Il est donc clair que ce qui singularise le régime du permis de construire valant division et son exclusion de la règlementation sur les lotissements tient non pas au point de savoir :

  • s’il porte ou non sur des maisons individuelles ;
  • s’il se rapporte à un projet prévoyant ou non des équipements communs ; 
  • et/ou s’il est délivré à un ou plusieurs titulaires présentant ou non la qualité d’acquéreurs des immeubles à créer ;

mais  uniquement, comme il ressort de cette réponse, au fait qu’il s’agisse en toute hypothèse, et quelles soient donc par ailleurs les caractéristiques du projet et de son mode de réalisation, d’une autorisation unique et globale et non pas donc, à la différence du lotissement, d’un projet certes également d’ensemble mais pour lequel :

  • d’une part, le détachement et la viabilisation des terrains ;
  • d’autre part, la construction de chacun des bâtiments prévus sur ces terrains ;

relèvent de personnes distinctes ayant chacun une autorisation propre ne portant chacune que sur une composante de ce projet d’ensemble.

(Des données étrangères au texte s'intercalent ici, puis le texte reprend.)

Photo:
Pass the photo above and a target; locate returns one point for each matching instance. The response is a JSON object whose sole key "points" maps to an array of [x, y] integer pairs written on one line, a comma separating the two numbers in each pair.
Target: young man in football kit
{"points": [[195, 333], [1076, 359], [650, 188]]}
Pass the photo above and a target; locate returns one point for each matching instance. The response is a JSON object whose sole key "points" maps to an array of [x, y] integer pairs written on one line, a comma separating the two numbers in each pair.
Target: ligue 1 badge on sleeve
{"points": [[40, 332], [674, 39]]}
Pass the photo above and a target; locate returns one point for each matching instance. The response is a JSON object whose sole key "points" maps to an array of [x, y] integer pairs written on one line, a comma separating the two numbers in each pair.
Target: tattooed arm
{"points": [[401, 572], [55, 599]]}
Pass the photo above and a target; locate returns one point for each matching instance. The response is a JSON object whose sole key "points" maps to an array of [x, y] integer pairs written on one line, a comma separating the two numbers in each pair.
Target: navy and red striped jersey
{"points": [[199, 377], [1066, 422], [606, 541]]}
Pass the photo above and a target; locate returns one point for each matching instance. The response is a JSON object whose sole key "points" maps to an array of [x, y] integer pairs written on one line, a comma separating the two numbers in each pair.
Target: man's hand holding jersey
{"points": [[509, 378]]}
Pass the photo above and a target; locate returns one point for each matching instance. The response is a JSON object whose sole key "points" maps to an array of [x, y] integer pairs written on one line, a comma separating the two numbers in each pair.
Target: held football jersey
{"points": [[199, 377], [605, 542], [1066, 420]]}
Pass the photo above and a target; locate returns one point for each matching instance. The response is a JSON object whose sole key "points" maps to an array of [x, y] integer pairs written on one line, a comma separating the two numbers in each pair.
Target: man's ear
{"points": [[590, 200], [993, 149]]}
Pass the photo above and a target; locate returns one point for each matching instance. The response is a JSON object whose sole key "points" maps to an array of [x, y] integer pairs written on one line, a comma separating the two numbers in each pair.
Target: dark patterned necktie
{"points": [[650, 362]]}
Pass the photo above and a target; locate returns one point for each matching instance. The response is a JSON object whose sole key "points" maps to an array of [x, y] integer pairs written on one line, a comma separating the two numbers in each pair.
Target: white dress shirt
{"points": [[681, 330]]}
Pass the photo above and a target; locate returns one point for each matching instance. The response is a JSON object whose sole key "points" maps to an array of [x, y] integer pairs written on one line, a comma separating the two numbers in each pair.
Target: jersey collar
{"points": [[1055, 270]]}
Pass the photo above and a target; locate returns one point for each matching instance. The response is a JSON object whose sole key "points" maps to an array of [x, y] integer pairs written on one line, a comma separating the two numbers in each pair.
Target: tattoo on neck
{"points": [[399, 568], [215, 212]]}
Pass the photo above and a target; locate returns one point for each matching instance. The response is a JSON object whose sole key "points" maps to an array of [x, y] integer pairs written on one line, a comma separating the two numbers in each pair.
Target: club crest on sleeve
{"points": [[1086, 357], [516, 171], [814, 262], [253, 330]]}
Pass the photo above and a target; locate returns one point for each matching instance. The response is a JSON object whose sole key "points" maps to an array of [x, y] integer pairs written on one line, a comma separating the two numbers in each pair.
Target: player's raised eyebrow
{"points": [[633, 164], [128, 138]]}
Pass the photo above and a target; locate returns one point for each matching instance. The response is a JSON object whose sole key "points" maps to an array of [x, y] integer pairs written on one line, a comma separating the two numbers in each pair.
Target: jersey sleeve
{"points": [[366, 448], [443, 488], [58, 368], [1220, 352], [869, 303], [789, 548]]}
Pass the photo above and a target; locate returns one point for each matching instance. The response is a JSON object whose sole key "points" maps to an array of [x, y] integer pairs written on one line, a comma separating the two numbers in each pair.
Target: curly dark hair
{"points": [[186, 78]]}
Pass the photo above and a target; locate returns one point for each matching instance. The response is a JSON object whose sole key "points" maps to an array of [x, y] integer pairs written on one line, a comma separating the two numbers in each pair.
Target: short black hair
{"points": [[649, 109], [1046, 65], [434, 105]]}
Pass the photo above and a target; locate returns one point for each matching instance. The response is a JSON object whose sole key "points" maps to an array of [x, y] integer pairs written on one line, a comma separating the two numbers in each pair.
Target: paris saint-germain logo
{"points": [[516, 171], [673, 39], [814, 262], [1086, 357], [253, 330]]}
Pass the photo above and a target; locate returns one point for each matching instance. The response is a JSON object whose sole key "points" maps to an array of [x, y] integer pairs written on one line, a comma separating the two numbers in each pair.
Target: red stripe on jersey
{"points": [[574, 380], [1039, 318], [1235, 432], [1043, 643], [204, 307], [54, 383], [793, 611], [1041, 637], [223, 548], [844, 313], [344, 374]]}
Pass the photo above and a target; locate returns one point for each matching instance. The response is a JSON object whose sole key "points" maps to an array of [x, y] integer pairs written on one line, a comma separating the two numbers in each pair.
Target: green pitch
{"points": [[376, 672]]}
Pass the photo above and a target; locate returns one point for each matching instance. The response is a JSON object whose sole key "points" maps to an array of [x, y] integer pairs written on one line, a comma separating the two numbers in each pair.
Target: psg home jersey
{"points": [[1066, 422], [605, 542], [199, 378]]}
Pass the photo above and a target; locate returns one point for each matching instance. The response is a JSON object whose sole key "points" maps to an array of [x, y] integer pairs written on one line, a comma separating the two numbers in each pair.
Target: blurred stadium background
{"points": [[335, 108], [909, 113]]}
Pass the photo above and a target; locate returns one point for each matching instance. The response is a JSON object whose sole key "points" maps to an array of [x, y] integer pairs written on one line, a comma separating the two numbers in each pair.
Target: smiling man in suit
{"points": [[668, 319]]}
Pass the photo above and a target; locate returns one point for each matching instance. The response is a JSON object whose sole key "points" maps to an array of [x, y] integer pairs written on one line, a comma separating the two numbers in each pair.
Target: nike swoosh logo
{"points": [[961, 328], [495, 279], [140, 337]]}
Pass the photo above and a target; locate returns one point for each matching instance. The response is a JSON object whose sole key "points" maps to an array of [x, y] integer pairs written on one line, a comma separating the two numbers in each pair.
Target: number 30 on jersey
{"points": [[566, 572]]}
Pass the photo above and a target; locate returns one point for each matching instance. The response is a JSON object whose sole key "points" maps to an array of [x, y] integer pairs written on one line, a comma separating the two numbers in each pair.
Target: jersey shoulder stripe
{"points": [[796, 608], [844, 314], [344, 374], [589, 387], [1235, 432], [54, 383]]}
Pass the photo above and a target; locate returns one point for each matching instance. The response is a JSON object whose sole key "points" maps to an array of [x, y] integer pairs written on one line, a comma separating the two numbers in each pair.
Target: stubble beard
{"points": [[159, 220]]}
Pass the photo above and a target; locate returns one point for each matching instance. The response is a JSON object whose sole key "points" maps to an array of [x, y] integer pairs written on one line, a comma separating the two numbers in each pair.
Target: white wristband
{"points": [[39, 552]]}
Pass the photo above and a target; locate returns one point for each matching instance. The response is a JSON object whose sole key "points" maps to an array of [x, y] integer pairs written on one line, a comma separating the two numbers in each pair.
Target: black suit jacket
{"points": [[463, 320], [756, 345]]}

Pour l’ensemble de ces raisons, à savoir qu’en résumé :

  • le champ d’application du permis de construire valant division a par définition un « tronc commun » avec la procédure de lotissement ;
  • le permis de construire valant division constitue en toute hypothèse une autorisation à caractère réel autorisant l’ensemble de ses « cotitulaires » éventuels à réaliser l’ensemble du projet autorisé ;
  • l’item d) de l’article R.442-1 du Code de l’urbanisme exclut de façon générale de la règlementation sur les lotissements les permis de construire valant division et ce, sans condition ou restriction liée à l’auteur des divisions, à la destination des constructions projetées et/ou à la qualité de ses « cotitulaires » ;
  • la restriction apportée par l’item a) de l’article R.442-1 du Code de l’urbanisme est propre aux « divisions primaires » et ne concerne que le cas d’un permis de construire ne portant lui-même que sur une seule et unique maison individuelle ;
  • le permis de construire valant division constitue une autorisation unique et globale dont il résulte que ses « cotitulaires » ne sont pas tributaires de travaux de viabilisation à réaliser par un tiers en exécution d’une autre autorisation d’urbanisme ;

force est donc de considérer que dès lors qu’il prend la forme d’une autorisation unique destinée à le rester – et n’ayant donc pas vocation à faire ultérieurement l’objet de transferts partiels – le permis de construire valant division conjoint ne constitue pas un contournement de la règlementation sur les lotissements, y compris s’il se rapporte à un projet de maisons individuelles intégrant des équipements communs et dont les « cotitulaires » sont les acquéreurs de ces immeubles.

 

Sur ce très bonnes fêtes de fin d'année, et bonnes vacances à tous.